So is 1966 Sudbury Inco wildcat irrelevant or just irrelevant to the purpose of the Linchpin article? Why is a strike under more progressive union bureaucrat leadership more relevant than a strike under workers' self-organized leadership?
Quote:
...wildcats often got even wilder as pent-up frustrations exploded in violence. The largest wildcat in the 1965-6 upsurge, the illegal walkout of thousands of Inco workers, was a key case in point. Workers in the Sudbury region had a long history of militancy, having fought a lengthy 119-day strike against the company in 1958. It ended badly, and to complicate matters union relations were embittered by a violent jurisdictional battle that pitted the communist-led International Mine, Mill, and Smelter Workers Union against the United Steelworkers of America (USWA). The latter was successful in wrestling control of the huge Sudbury-area membership away from one of the few radical holdouts in postwar trade unionism. Some Inco workers' memories were nevertheless long in their recollection of the USWA's misdeeds. As contract negotiations faltered in the summer of 1966, the wildcat spread from one operation to another and eventually, outside of all official union control, it took on the trappings of a 'wartime military machine.' Illegal strikers used 'walkie-talkies' to communicate and threatened to disable a transport helicopter Inco was using to get supervisory personnel into company facilities. With provincial police appearing on the scene, the wildcatters armed themselves with lengths of pipe, baseball bats, steel bars, and ominous clubs. Roads were blockaded, hydro and telephone lines sabotaged, and a supply truck en route to the plant was stopped, overturned, and rolled down a hill. Shipments of nickel to the United States were stopped dead in their tracks. The Toronto Telegram reported that some pickets carried shot guns and were prepared 'to take on all comers.' One Steelworker official confessed his wonderment at the wildness: 'I saw the Molotov cocktails, the guns, and the dynamite. The union lost control of the situation.
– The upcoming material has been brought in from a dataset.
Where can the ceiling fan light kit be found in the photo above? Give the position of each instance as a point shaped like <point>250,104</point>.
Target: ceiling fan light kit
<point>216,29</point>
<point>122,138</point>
Eventually we took truckloads of arms of one kind or another away from the picket lines.' When a settlement was finally reached, and the dissident wildcatters tamed, worker discontent was barely assuaged by the company's wage concessions, which saw increases of almost 30 per cent for skilled tradesmen, a bonus of five-week vacations on top of regular holiday time for all workers with half a decade of service under their belts, and greatly enhanced indemnity benefits for those unable to work because of sickness or accident.